Billions of years ago, the second, smaller moon crashed into the far side of the Moon, covering up the darker maria regions.
And just to clarify things with Pink Floyd’s reference to the “Dark Side of the Moon”… Except for the occasional lunar eclipse, half of the Moon is always in darkness and half is always illuminated. But that illuminated half changes as the Moon orbits around us.
Just like half of the Earth is always in darkness, and half of every other large object in the Solar System. There’s no permanent “dark side” of the Moon. The side facing towards the Sun is lit up, and the side facing away is in shadows.
There are, however, some spots on the Moon which are in eternal darkness. There are craters at the north and south poles deep enough that the light from the Sun never illuminates their floors. In these places, It’s possible that there are reserves of ice that future space colonies could use for their supplies of water, air, and even rocket fuel.
Pink Floyd was right if you’re talking radio waves instead of visible light. The far side of the Moon is naturally shielded from the Earth’s radio transmissions, so it makes an ideal spot to locate a sensitive radio observatory.

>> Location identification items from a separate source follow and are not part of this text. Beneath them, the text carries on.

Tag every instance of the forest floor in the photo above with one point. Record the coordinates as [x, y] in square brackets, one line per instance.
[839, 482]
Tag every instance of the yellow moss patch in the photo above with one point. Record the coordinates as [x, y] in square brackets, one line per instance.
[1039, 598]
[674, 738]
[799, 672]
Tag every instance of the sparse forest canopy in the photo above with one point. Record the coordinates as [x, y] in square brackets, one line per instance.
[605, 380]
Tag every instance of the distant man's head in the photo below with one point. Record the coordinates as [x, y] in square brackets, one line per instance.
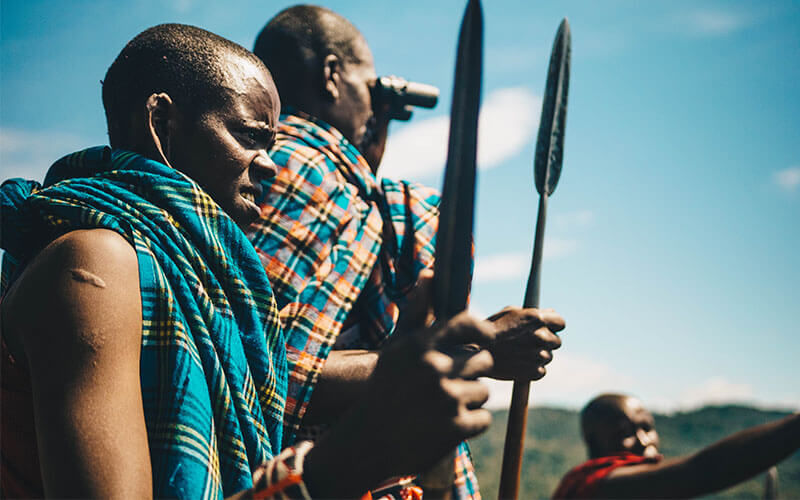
[614, 423]
[199, 103]
[322, 65]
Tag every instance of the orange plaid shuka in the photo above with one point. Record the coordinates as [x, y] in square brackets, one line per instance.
[331, 234]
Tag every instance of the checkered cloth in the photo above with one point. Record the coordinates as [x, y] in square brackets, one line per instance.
[213, 369]
[333, 238]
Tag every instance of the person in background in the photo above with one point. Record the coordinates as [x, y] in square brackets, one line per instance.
[342, 248]
[624, 461]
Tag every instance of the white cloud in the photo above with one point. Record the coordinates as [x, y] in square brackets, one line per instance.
[29, 154]
[501, 267]
[714, 22]
[721, 391]
[572, 380]
[507, 122]
[788, 178]
[716, 390]
[555, 248]
[512, 265]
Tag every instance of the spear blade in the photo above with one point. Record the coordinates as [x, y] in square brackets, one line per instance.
[550, 143]
[453, 255]
[547, 170]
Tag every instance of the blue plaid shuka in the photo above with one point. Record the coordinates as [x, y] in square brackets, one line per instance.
[213, 366]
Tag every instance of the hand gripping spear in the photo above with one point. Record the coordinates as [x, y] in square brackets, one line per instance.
[453, 260]
[546, 170]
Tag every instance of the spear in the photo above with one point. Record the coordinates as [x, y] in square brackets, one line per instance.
[547, 169]
[453, 256]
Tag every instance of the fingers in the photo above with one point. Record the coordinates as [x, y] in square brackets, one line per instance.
[469, 396]
[552, 319]
[462, 329]
[470, 362]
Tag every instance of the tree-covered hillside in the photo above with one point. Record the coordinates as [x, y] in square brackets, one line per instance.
[553, 446]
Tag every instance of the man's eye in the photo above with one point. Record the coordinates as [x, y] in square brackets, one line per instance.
[258, 137]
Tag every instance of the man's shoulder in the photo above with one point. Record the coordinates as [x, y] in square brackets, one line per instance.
[80, 275]
[582, 481]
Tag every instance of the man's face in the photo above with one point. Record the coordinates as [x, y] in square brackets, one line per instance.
[354, 109]
[225, 150]
[634, 431]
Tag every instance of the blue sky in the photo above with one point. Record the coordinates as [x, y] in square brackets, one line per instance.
[673, 236]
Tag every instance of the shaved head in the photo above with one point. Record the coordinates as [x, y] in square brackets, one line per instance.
[186, 62]
[614, 423]
[294, 43]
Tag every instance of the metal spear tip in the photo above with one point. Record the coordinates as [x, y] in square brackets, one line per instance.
[550, 143]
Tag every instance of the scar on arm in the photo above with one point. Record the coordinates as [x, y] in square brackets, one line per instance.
[85, 276]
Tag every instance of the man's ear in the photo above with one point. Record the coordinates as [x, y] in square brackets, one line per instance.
[331, 67]
[159, 123]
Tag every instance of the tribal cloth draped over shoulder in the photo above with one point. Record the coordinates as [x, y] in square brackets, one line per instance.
[583, 480]
[332, 238]
[331, 233]
[213, 367]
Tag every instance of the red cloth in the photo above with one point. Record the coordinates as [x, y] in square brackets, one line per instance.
[20, 475]
[582, 481]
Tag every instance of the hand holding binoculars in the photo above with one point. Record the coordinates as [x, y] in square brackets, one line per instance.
[402, 95]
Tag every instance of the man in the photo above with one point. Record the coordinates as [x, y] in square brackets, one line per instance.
[624, 461]
[342, 249]
[142, 354]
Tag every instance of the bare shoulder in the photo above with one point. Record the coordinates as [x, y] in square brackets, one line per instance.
[84, 283]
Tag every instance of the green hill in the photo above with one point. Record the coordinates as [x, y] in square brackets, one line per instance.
[553, 446]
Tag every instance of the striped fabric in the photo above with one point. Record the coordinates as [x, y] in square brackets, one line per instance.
[213, 369]
[335, 240]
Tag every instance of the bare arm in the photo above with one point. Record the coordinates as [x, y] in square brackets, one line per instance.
[725, 463]
[418, 405]
[343, 381]
[76, 312]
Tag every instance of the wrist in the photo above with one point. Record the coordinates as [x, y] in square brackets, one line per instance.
[283, 476]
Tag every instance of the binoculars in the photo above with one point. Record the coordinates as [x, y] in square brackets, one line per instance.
[402, 95]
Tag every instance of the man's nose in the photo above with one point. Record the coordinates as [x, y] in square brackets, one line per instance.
[644, 438]
[263, 166]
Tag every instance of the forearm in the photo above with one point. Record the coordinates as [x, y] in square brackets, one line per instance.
[341, 383]
[745, 454]
[725, 463]
[339, 465]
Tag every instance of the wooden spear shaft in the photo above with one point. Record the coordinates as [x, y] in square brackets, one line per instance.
[547, 170]
[518, 413]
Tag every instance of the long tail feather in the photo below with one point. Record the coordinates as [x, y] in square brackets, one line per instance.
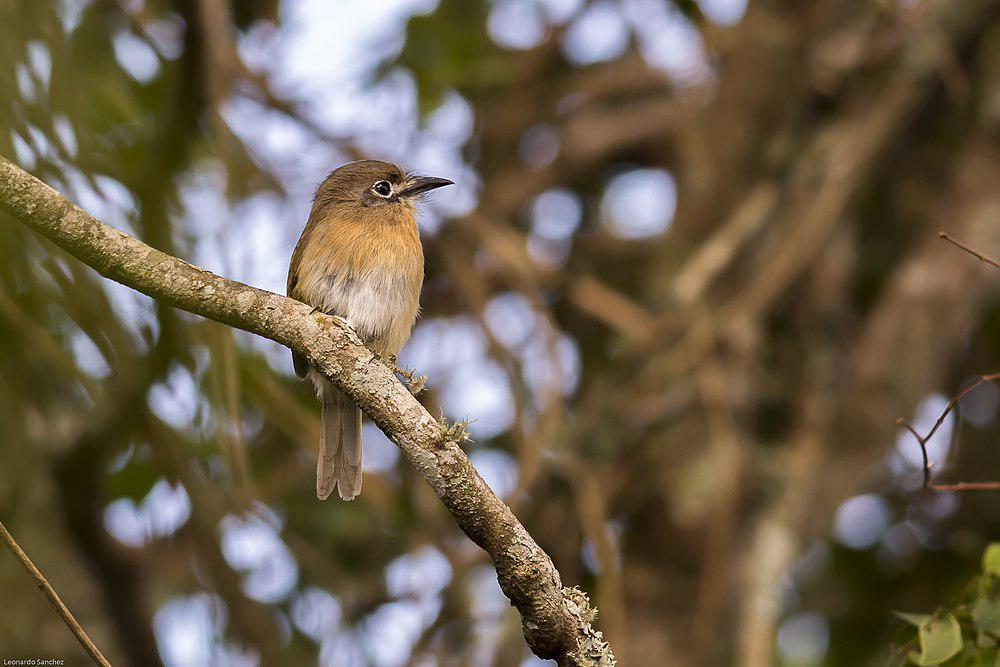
[339, 463]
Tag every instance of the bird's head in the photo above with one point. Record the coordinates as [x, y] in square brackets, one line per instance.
[371, 186]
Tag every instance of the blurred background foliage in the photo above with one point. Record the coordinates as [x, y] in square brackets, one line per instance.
[687, 281]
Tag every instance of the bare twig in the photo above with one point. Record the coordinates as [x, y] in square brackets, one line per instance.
[922, 441]
[972, 251]
[53, 598]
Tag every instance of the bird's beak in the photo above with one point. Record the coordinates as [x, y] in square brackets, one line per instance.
[419, 184]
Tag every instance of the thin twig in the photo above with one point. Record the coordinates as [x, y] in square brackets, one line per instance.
[922, 440]
[53, 597]
[972, 251]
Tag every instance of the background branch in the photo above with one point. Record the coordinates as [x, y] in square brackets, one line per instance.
[53, 598]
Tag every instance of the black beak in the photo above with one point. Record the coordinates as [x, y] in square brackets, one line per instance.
[420, 184]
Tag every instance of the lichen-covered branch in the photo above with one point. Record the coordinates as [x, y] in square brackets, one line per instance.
[557, 623]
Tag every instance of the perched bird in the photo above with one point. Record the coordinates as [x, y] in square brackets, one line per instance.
[359, 257]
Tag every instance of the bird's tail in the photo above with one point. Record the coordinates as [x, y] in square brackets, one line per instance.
[339, 462]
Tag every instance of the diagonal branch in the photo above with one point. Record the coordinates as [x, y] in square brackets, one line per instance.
[922, 441]
[556, 622]
[53, 598]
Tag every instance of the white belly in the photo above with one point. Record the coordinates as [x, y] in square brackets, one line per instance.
[381, 307]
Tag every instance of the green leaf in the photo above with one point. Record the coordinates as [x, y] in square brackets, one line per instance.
[991, 559]
[940, 639]
[986, 616]
[913, 619]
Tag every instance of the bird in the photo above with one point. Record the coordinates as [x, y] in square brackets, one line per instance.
[360, 258]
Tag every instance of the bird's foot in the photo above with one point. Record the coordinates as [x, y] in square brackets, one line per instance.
[415, 383]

I’ll see you in the permanently shadowed craters of the Moon.

1 comment:

  1. I am here to contradict the collision theory for moon formation. Actually moon formed just after, better to say simultaneously with the formation of earth. The large number of crater on the other side of the moon is due to more gravity at that side and more shielding from earth side. The most of the craters were made when moon was too hot.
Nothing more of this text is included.